The venue consists of three hills, each tailor-made for aerials, moguls and ski ballet, respectively. Above the Olympic hills is a 1 km long tobogganing hill which uses the competitive area as a finish. At the base of the hill is the spectator area, which featured temporary bleachers during the Olympics. The spectator capacity for aerials and ski ballet is 15,000, while it is 12,000 for moguls. Also at the foot of the hill is a jury tower overlooking the aerials hill. The venue is equipped with snowmaking equipment, a T-bar lift and floodlights. The arena is located next to the ski jumping hill Lysgårdsbakken, with which it shares some broadcasting and telecommunications facilities. During the Olympics, 800 m2 of temporary buildings, including tents, were erected at the venue. Kanthaugen is one kilometer (half a mile) east of Lillehammer's town center and owned and operated by Lillehammer Olympiapark, a subsidiary of Lillehammer Municipality.

==Events==
Canada dominated the men's events during the 1994 Winter Olympics, with Jean-Luc Brassard winning the men's aerials ahead of Russian Sergey Shupletsov. In the men's moguls, Switzerlands's Andreas Schönbächler won ahead of Canada's Philippe LaRoche and Lloyd Langlois. In the women's disciplines, Norway was the only nation to take two medals, with Stine Lise Hattestad winning the women's moguls ahead of American Liz McIntyre. In the women's aerials, Lina Cheryazova won, claiming Uzbekistan's only medal at the Olympiad, ahead of Sweden's Marie Lindgren and Norway's Hilde Synnøve Lid.

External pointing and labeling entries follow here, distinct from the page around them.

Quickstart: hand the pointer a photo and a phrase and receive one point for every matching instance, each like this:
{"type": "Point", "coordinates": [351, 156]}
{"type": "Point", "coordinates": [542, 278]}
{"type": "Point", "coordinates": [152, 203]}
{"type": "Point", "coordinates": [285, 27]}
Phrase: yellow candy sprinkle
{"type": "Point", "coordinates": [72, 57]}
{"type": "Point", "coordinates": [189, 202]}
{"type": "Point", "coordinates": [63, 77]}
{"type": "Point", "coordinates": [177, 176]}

Kanthaugen has hosted FIS Freestyle Skiing World Cup events twice, on 26 to 28 March 1993 and on 3 to 5 March 1995. It also hosted the Norwegian Freestyle Skiing Championships in 1993 and 1996. Lillehammer is scheduled to host the 2016 Winter Youth Olympics, with Kanthaugen to host freestyle skiing and half-pipe snowboarding. The venue is designated a Norway's national freestyle skiing venue and is the main training ground for the national team. The area around the venue is a popular recreational area for Lillehammer. Since 1995, Lillehammer Olympiapark has rented out toboggans for use in the hill, including use of the ski lift.